SRE books give you this hierarchy of needs to make your product reliable:

Look at this pyramid. What does everything rely on?


Monitoring. 


Reliable production systems need to have good monitoring in place. Without monitoring, you have no way to tell whether the service is even working. You’re flying blind. Maybe everyone who tries to use the website gets an error, maybe not. Who knows?


What does monitoring rely on?


Observability.


Observability is about turning your blackbox appljcations into open, instrumented microservices, which allow you to quickly inspect and understand whats going on. It's ability to instantly observe how well are they running. 


Honestly, before you do anything else on your transition to DevOps, you need to figure out your plan to do Observability. So let's figure it out.


How to do Observability?

Tip 1. Productionize your programming languages

When you are on-call for a service written Java is going to be a bit different than in PHP or Go. A lot of it depends on the ecosystem too. You need to have well-built frameworks, libraries, and tools. Some of the frameworks or libraries are heavier than others, some of them are harder to instrument and operationalize. Let's look at some questions that can point us into the right direction:


  • How long does it take a typical app to start? 
  • How much memory / CPU app requires without any load?
  • What's the max load it can handle?
  • How do resources look at max load? 
  • How does it behave when the load goes over the top?


These are some of the crucial questions you need to have a quick way to know. You should have a ready-made dashboard for this, which is just a click away, to separate you from organizations that have no clue from ones that do. Knowing the behavior is crucial to identify and fix the problem quickly. Looking at your dashboard, you should be able to clearly identify that app is not starting up vs being overloaded.


Typically there are a lot of differences between how programming languages handle memory and concurrency. Go provides lightweight threads and garbage collection. Python has a global interpreter lock. Java has virtualized everything with a JVM. PHP relies on web server to do most of the work. Some of the important questions in this space are:


  • What are the key indicators that show you have a memory leak?
  • Does it have a garbage collection?
  • How does concurrency work in that language?
  • Does one of your app threads or goroutine leaks?


It should be relatively easy for you to identify problems with GC, or a memory leak. By simply looking at your premade dashboard and see some graph spiking.

Tip 2. Alert on most important service metrics

Tracking customer-facing application metrics is a must! There are a couple of patterns that you should follow. One example is RED method, you track request rate (i.e. HTTP requests per second), error rate (500x responses per second), and duration. For duration, you typically look for 50th percentile to be less than X milliseconds, and 99th percentiles less than Y milliseconds.


Another example is Google in their SRE book they talk about Four Golden Signals

The Four Golden Signals are:


  • Latency - how long it takes for the service to respond to a request.
  • Traffic - the number of requests that your service is currently handling.
  • Errors - the rate of requests that fail.
  • Saturation - how many requests can your service handle without breaking.

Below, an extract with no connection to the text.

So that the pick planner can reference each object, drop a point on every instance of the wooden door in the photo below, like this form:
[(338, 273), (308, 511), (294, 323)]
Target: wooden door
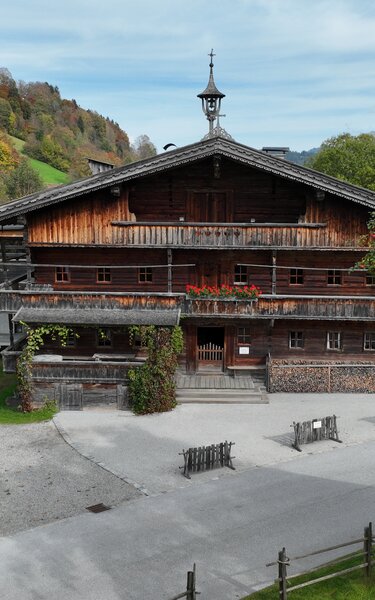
[(209, 207), (71, 396), (210, 349)]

Your application doesn't have to expose Prometheus or Graphite metrics directly, you can pretty quickly calculate RED method metrics from logs. But you need to make sure that logs are

appropriately structured and that all relevant information is there.

 

The critical bit here is to alert on the most important service metrics. These metrics typically give you a quick way to know when your customer is experiencing issues. You can also do SRE style alerts by figuring out your error budgets and writing down "contractual" style Service Level Objectives. 


Similarly, you need to ensure that you have the most critical metrics for your databases/queues and other stateful services. So many outages happen because MySQL goes wonky and nobody notices.

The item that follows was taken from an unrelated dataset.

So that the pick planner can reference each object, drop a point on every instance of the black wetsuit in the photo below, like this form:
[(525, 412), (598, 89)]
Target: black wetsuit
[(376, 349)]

You definitively want to know that, before your customers do.

Tip 3. Add some blackbox monitoring into the mix

Getting usable service metrics sometimes can be tricky. For example, you are hosting an FTP server. Most of the open-source servers are written well before Prometheus was a thing, and therefore those open-source servers don't expose any metrics. The most straightforward way to monitor this case is to use Blackbox monitoring approach. Just run an app, which constantly connects to your application and imitates some user behavior. For FTP, it could be putting or reading a file. For web app it could be a simple HTTP request or a complicated user flow.


It's super important as sometimes white-box metrics just don't work. One example is when a service is overloaded, or stuck in a garbage collection loop. The application won't have enough resources to send the metrics..


Blackbox metrics are typically relatively easy to setup. It also makes sense to alert on this. If your application doesn't respond to blackbox probes, you definitely know something is wrong.

Tip 4. Learn querying your metric database

Ad hoc queries are a lifesaver. Learning to query your metric database can help you to figure out: why an outage happened, what actually happened, and do a proper postmortem write-up. After postmortem, you typically would want to improve your application or add those newly discovered metrics to your dashboard and create new alerts.


One example of this was an outage, which happened due to CPU throttling. The application was super slow and not responding, but we couldn't figure out why in time. After a couple of hours, it came back to life, without us really doing anything. Digging deeper into metrics, we found that CPU limits were too low, which caused significant CPU throttling. We probably lost some customers during that day, but we learned a lot from this.

Tip 5. Invest in tracing

There is nothing else, like seeing request flow end to end and seeing what actually is going on. You can conceptualize this and just think, I call this service, that service calls different service, etc, and sort of knowing all the call-graph. But things are always changing. What was true yesterday, may not be the case today. So if things are okay right now, doesn't mean they will always be this way. That's why you should invest in tracing. You will have a fantastic tool to look at actual end-to-end requests and their latencies. 

Conclusion

Summary

Hopefully, by now, you can start to envision the start of your journey into DevOps. The most crucial thing in DevOps is don't fly blindly. If you can take away from this article anything, is that you need to invest in observability now. Just do it.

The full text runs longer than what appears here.